… is from page 74 of the late William Niskanen’s August 1998 speech “Creating Good Jobs and Good Wages,” which is reprinted as chapter 6 in the 2008 collection of some of Niskanen’s best writings, Reflections of a Political Economist:
Finally, a growing chorus of commentators has promised to protect American workers against increased international trade, investment, and immigration. So far, as long as total employment is growing, there has been little popular response to this noisy crowd. This group, however, represents a potentially harmful coalition of the populist left and right when the U.S. economy next turns down.
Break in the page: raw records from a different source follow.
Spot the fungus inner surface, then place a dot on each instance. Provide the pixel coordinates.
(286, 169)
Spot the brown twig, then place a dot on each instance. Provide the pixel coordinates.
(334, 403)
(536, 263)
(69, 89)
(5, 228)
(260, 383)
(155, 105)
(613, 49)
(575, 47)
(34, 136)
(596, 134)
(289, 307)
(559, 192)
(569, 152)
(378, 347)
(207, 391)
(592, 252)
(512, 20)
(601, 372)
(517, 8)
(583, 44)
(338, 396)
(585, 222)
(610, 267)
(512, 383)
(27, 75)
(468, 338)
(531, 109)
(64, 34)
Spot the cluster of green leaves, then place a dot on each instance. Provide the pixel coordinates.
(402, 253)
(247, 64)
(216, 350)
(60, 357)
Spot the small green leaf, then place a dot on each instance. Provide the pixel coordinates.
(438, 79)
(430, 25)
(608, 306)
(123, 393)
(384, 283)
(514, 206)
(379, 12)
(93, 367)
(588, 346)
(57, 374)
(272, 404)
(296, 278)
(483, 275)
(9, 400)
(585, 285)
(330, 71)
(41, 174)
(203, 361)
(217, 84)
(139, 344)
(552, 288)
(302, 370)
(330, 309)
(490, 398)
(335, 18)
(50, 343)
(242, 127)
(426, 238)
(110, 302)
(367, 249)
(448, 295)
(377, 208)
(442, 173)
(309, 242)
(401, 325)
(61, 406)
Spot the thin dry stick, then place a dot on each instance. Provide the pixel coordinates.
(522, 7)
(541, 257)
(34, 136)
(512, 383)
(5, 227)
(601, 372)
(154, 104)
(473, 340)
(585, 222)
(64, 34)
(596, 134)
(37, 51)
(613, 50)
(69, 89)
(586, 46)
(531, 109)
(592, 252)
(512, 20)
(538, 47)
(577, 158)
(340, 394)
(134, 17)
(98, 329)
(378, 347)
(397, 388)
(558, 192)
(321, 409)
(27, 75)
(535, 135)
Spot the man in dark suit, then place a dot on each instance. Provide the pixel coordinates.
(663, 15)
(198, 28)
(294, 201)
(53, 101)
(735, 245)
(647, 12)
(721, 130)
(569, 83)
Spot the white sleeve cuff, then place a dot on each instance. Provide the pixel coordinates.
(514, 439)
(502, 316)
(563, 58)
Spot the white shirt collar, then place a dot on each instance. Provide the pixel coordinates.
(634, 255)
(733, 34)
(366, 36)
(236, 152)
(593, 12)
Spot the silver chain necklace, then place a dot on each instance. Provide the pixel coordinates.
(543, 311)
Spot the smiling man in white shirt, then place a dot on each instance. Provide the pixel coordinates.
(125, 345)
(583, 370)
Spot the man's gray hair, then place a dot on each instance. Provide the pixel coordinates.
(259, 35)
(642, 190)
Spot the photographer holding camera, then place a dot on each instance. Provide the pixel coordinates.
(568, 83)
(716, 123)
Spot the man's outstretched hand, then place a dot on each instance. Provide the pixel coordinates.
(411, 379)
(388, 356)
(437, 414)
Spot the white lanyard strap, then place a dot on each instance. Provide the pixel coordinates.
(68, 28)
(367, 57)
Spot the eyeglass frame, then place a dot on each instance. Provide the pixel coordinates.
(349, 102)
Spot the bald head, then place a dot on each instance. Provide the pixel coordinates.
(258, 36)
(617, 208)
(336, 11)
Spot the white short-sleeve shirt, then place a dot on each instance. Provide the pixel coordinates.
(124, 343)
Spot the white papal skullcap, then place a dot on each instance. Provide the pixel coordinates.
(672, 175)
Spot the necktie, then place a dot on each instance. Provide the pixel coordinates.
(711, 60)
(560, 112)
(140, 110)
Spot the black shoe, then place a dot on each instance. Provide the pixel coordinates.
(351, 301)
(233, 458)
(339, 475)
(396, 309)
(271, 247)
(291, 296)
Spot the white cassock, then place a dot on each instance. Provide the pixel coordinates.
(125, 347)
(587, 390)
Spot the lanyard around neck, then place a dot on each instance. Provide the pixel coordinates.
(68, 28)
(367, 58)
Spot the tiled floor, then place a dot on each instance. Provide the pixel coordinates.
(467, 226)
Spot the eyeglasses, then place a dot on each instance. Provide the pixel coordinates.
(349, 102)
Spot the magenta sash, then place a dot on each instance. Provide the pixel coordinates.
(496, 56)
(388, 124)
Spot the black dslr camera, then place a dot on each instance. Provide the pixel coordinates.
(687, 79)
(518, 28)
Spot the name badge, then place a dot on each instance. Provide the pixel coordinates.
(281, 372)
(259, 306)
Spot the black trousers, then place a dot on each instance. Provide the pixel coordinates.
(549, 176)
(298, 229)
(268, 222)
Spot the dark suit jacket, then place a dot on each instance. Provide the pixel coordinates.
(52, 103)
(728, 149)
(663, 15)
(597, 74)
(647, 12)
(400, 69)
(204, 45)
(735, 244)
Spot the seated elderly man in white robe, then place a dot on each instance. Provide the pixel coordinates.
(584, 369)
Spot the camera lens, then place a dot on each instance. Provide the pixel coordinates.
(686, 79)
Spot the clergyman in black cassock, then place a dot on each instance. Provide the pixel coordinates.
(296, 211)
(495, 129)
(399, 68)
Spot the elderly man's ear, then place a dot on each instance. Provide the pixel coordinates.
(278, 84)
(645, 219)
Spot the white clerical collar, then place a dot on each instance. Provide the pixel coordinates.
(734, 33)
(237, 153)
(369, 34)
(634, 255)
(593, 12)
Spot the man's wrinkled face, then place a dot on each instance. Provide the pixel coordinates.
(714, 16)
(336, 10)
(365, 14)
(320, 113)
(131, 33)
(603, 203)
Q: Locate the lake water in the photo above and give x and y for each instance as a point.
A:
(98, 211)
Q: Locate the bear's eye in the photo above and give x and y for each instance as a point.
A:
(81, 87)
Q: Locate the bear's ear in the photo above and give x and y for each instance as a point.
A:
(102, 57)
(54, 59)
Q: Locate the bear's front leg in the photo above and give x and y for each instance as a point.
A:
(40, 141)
These words were first spoken by Niskanen 18 years ago, when the U.S. economy was – as they say – “booming.” And although the unemployment rate today (June 2016), at 4.9 percent, is only four-tenths of a percentage point higher than it was in August 1998, the labor-force-participation rate today, at 62.7 percent, is significantly lower than was the labor-force-participation rate of 67.0 percent in August 1998. (A falling labor-force-participation rate by itself tells us very little about the health of the economy. It could be evidence that the economy is so healthy that it makes people so rich that many fewer adults than in the past seek work. Or a falling labor-force-participation rate could be evidence that the economy is so sluggish that it makes people so discouraged that many more adults than otherwise simply give up looking for employment in the above-ground market.)
In part because for nearly a quarter-century now Americans have been falsely told that only the rich have prospered since the mid-1970s or early 1980s, and in part because of many still-lingering ill-effects – both real and psychological – of the 2008 Great Recession, lots of Americans today feel themselves to be in economic peril. (I believe that much of this fear is founded in fiction – that is, the fear might well be genuine but it is grounded largely, although not exclusively, in a combination of economic ignorance and false beliefs about economic growth over the past 40 years.) This widespread sense among ordinary people that they are in economic peril, when mixed with the widespread acceptance of mercantilist nostrums, has led precisely to the outcome that Niskanen warned of 18 years ago.